Many people suggest that millennials are saving because they have witnessed firsthand the terrible effects of the Great Recession. But they neglect to mention that another impetus for socking away cash is the changing nature of work. Employment has long been the avenue where workers gain retirement security and benefits like health insurance and paid leave. But in recent years, employers have been shifting away from providing these benefits to their employees. Companies have increasingly turned to hiring independent contractors and temporary employees instead of full-time workers, which allows them to offer nothing in the way of benefits. And even workers who do have benefits frequently find themselves paying out of pocket for dental care or lacking a company match for their 401(k)s—a system that was never meant to be the primary way that people saved for retirement in the first place.
Moreover, millennials are much more likely to be able to save when they have a parental safety net. Many millennials report their parents help them with down payments on homes, medical expenses, or just everyday necessities like groceries. With this kind of financial assistance, it’s a lot easier to sock away money for a rainy day.
Unsurprisingly, more privileged millennials are the most likely to have access to this help. Parents in the top quartile of wealth are eight times more likely than those in the bottom quartile to provide their children with sizable financial assistance. And white children are three times more likely to receive such assistance than black children. This is a direct result of the racial wealth gap, wherein the wealth of white families is 10 times higher than that of Hispanic families and 13 times higher than that of black families.

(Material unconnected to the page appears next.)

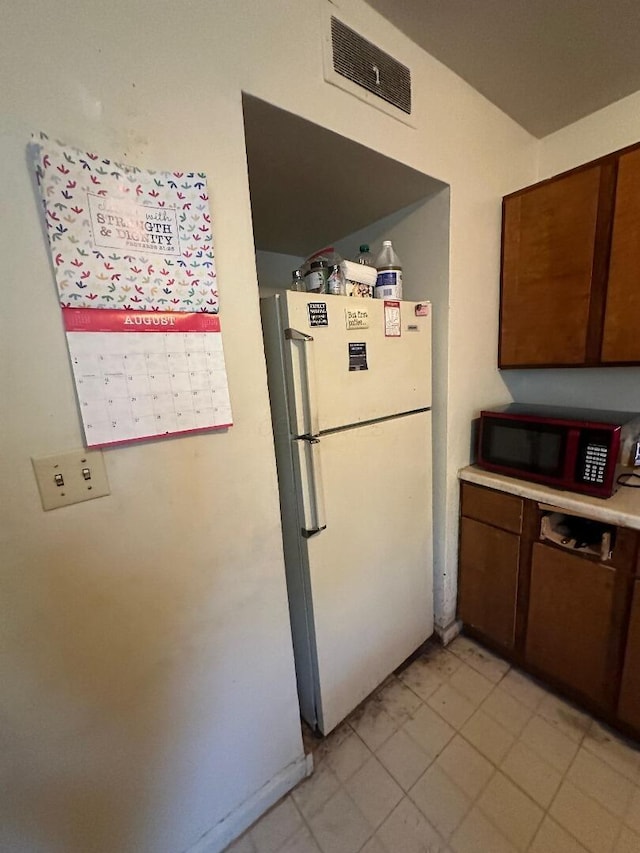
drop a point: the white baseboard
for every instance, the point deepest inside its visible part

So rather than congratulating millennial savers for their “responsibility,” we should be promoting policy solutions that aim to make saving, as well as financial stability, more accessible for everyone. Policies such as portable benefits, which aren’t tethered to employment, ensure that health and retirement savings are within reach for any American. Other options for decreasing wealth inequality include expanding the Earned Income Tax Credit (EITC) and adopting a universal child allowance, which would give regular cash payments to all families with children.
Most millennials—like most people—want to be financially stable. But the socioeconomic realities of the US have not made it easy for them. If we want to encourage young people to save, we should first make sure they’ve got a steady foundation to build on.